Sent: Wednesday, January 26, 2005 1:41
PM
Subject: Post-modern is pre- ...what? - A
metablab.
April Corioso's
(of the ret. @ddress) husband, Gene Fowler, writes...
Modern's deep
root lies in the Latin modo, meaning "just now", so I suppose post-modern
could mean "later" - and be a form of
temporary farewell: "Later, man...".
And in that is birthed our whole complex of tensings, our tense-forms. We use
tensings to move in time, to return and to venture forth....

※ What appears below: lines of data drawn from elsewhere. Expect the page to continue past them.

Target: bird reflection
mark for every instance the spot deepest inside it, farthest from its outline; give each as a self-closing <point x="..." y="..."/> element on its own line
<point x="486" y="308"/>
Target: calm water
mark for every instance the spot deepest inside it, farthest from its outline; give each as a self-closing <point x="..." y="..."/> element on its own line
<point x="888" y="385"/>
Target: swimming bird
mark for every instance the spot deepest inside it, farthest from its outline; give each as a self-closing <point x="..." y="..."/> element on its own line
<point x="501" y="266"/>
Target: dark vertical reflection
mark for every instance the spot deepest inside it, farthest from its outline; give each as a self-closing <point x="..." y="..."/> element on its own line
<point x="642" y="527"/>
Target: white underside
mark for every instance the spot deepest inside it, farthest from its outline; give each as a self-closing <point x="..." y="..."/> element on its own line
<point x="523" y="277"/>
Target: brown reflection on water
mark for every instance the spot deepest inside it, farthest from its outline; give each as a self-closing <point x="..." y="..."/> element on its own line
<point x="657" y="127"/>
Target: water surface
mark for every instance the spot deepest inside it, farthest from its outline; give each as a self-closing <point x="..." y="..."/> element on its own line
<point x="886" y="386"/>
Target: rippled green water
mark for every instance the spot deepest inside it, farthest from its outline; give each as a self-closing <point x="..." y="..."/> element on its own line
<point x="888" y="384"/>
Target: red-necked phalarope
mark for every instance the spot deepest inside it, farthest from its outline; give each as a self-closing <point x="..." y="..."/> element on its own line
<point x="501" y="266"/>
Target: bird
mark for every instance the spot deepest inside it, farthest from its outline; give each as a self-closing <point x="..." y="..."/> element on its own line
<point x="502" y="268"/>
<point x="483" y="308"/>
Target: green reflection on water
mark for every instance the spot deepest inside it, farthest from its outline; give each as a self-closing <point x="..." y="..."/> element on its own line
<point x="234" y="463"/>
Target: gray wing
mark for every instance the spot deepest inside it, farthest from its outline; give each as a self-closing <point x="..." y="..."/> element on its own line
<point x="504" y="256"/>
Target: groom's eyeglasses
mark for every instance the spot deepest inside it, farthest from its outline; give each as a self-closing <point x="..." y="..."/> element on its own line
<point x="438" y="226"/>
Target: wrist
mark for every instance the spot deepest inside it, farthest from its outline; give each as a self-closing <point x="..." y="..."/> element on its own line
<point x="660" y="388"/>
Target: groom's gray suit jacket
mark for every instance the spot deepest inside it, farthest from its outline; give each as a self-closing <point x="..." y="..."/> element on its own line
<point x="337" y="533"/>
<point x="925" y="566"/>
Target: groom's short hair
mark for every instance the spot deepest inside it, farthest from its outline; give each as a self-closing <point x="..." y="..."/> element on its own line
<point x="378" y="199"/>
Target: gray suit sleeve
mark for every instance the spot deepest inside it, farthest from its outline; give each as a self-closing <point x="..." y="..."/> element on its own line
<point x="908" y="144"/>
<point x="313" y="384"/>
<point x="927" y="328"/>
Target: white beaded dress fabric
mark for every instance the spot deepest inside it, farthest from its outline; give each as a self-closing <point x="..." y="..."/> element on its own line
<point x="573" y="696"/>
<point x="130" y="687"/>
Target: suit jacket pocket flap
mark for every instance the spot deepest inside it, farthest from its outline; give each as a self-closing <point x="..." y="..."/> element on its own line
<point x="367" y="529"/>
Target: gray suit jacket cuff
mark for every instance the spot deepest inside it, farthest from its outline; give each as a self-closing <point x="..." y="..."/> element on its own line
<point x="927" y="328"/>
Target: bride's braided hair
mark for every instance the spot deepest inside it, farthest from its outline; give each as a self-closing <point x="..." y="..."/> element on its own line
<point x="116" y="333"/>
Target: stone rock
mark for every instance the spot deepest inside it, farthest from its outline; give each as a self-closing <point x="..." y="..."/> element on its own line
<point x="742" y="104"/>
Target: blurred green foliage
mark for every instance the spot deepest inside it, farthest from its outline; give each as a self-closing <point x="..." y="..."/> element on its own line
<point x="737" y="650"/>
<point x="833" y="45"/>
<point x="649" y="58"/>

while moving in spaces with easy imagining....
"Modernist poetry felt
that it was possible to make sense of the world if one only saw it clearly
enough,
that there was meaning to be discerned,
and that it
could be expressed in words..."
--Stephen
(writing about
post-modernist poets, not his own
philosophy)
We practice
post-modernist arts, we live and work in our post-industrial societies, we
concern ourselves with post-life, with post-life heavens and hells.... Sadly,
we rarely think of post-anything as pre-anything-else. Or wonder at
the chaotic surfaces and decaying and emerging patternings underlying
those "nonsimultaneous and only partially
overlapping" realities....note
"...postmodernists have declared that since
all reality is a personal reality,
then there is no
reality;
...words can mean many different things
to different
readers with different experiences
...that words are therefore,
meaningless.
--Stephen"
So poets (artists, and others) have
seemingly embraced randomness, or apparent randomness, which not only
feels counter-intuitive but is really impossible for humans. Try to spew
out random numbers from some range and watch in despair as sequences form,
or, a more difficult task, spew random syllables or, heck, even random
phonemes. You can't do it. You make sense ...even under the most hostile
(to sense) tasking.
"Words can mean many different things" and if you
don't sense a source of power in that, ...well, you may remain forever a
source-erer's apprentice....
Ah, well. You (each "you" reading this) say
you are not interested in post-modernist poetry, dadaist poetry,
or surrural (lock up the chickens, Maybelle, they're eating the seeds
[seed bein' a past-participial form of "see"]) po'try...? But look at even
your sitting in at our motherofallpoetry "round" table. You toss out a
poem among the virtual pizza plates and coffee, or beer, mugs. You want
"feedback". Does that mean some indication that somebody discerns some
meaning, some something? ..."gets it", "groks it", understands it, see's
beyond the immediate in it? Discovers treasure chests and half-hidden
doorways in it?
And if you do start to discern something in another's
sacrificial work stretched out on the alter, you may feel an urge to
move something around, trim something else, pull some ...well, call it
meaning, into a relation you might think of as "foreground". Then, you counter the
already leaked urge with, "...but this is only me.". It's always "only me"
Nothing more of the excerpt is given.